Gloria Wollman, 7, hugs Alexander Wollman, 1, as his mother, Dora Wollman, watches during a break from cooking at the Hutterite colony near Warden, Wash. The colony’s 80 members live traditionally but harness high technology as they produce potatoes for Asia’s middle class a half a world away.

“It’s an abnormal way of thinking, that you’re working for the love of the Lord and for your neighbor,” says Frieda Gross, Wollman’s co-worker along a conveyer belt that carries seed potatoes for planting. “That’s why it would be hard for an outsider to join.”

The sect’s leader and namesake, Jakob Hutter, was burned at the stake in Innsbruck, in what is now Austria, in 1536. Living and working communally, Hutterites have survived imprisonment, torture and exile in the centuries since. The Hutterian Brethren in Warden, a tiny Washington farm community southeast of Moses Lake, view Asia’s economic storm as a setback to be overcome through hard work.

The Hutterites might be isolated geographically and culturally, but they depend heavily on Asia as a huge market for french fries. Members of the Wollman and Gross families maintain the old ways while adapting to the new, profiting from fast-food sales half a world away.

Amid the economic chaos, the colony remains serene. Hutterites are, and have always been, survivors. They personify the qualities—specialization, efficiency, adaptability and resourcefulness—essential to the success of any business in times of global upheaval.

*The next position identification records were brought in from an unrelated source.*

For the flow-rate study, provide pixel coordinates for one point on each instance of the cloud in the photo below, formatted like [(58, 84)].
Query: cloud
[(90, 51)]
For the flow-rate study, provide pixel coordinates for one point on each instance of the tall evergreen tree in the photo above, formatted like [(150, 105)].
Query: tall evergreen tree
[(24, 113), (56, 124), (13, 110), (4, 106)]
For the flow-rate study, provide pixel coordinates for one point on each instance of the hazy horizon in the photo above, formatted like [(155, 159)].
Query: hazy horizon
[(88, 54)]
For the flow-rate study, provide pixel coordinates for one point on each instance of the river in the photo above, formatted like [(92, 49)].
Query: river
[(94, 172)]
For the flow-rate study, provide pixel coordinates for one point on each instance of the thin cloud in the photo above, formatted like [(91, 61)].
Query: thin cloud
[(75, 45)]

From a distance, the secluded “bruderhof”—literally, “place where brothers dwell”—is a scene from a Bavarian watercolor. Tall Lombardy poplars mark the northern and eastern borders of the 40-acre colony, built from scratch since 1970. On a sunny day, Mount Rainier and the Olympics just clear the flat western horizon.

The 80 members live an austere life, holding possessions in common, raising their own food and speaking a Tirolean dialect of German. They hold sermons in contemporary High German and speak English more with a lilt than an accent.

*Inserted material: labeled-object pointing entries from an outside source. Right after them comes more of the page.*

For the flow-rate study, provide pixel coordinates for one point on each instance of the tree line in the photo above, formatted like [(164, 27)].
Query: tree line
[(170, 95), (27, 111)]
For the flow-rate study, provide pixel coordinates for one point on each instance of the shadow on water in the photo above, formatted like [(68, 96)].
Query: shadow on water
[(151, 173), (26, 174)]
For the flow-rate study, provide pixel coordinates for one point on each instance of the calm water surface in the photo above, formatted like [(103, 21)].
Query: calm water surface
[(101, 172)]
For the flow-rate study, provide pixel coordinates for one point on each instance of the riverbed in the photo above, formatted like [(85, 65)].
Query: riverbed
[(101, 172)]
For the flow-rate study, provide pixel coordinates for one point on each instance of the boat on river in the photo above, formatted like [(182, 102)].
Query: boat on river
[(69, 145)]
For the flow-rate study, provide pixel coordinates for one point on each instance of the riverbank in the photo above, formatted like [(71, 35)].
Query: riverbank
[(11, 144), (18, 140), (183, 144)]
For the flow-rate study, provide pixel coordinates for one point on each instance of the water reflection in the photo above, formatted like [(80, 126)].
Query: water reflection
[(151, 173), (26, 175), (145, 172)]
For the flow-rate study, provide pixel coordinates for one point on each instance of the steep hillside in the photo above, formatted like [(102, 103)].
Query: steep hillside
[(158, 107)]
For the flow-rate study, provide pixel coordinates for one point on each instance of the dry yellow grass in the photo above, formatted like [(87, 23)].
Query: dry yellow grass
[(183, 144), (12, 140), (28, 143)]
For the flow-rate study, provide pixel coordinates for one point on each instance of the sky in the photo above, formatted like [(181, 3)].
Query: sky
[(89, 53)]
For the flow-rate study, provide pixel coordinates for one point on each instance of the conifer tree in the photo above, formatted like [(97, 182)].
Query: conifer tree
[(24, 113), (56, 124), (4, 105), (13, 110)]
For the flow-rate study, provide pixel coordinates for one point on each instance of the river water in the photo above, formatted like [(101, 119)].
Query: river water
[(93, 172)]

Hutterites, like the Mennonites and Amish, are Christians who split from the Catholic church. They reject infant baptism, recognizing only adult declaration of faith.

Pacifists, the Hutterites came to the United States in 1873 from Russia, where authorities had tried to force them into the military. They fled to Canada during World War I, returning to the United States in the 1930s. About 25,000 Hutterites inhabit about 400 colonies throughout America.

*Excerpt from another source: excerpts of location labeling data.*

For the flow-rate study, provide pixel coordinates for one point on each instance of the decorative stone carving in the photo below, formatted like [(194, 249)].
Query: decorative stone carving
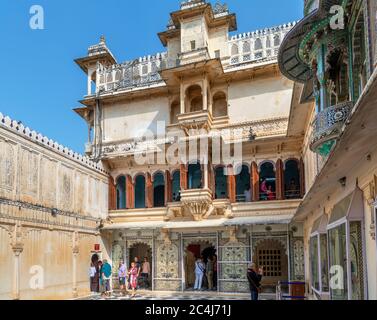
[(167, 261), (7, 169)]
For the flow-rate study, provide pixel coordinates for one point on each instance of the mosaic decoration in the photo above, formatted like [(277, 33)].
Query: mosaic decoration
[(298, 259), (7, 170), (233, 263), (168, 261)]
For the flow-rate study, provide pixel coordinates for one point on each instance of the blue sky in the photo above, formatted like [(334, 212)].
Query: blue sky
[(40, 84)]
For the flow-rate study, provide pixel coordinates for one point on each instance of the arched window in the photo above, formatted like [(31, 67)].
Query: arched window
[(158, 190), (267, 181), (268, 42), (176, 186), (292, 180), (258, 44), (194, 99), (121, 193), (174, 112), (220, 105), (194, 176), (246, 47), (243, 191), (221, 184), (234, 49), (140, 192), (276, 40)]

Families live in simple row houses. Children attend a one-room school in the colony’s church; they graduate from high school to farm work. Adults eat hearty meat-and-potatoes meals together, men on one side of the colony’s dining room and women on the other.

Jake Wollman, Martha Wollman’s uncle and corporate president of the colony, explains that the men run the colony. “Yes, we believe the man’s the head of the house,” a woman chimes in, “but sometimes he has the woman’s permission to say so.”

Hutterites carry credit cards. But they don’t buy fancy cars or anything substantial for themselves. Vacations consist of trips to other colonies.

Some Hutterites read newspapers. They don’t have televisions.

Yet personal computers, increasingly necessary for work and education, bring the Internet to the bruderhof. Outside temptations grow.

“We always worry that things on the outside world will overweigh what we have to offer,” Jake Wollman says. “If you want to see heartbroken mothers and fathers, it’s when they lose one to the outside.”

Most locals seem to get along with the brethren, calling them “Hooterites,” or simply, “the Hoots.” Many admit to some jealousy of the Hutterites’ success and of their continued expansion.

Others grumble that the Hutterites don’t withhold payroll taxes because labor is communal. But the Hutterites point out that they do pay property and business taxes, passing up a religious exemption.

Hutterites readily acknowledge that their way of life isn’t for everyone. And they have a tolerant view of those who choose another way. “You don’t have to be a Hutterite,” says farm boss Eli Wollman, “to get to heaven.”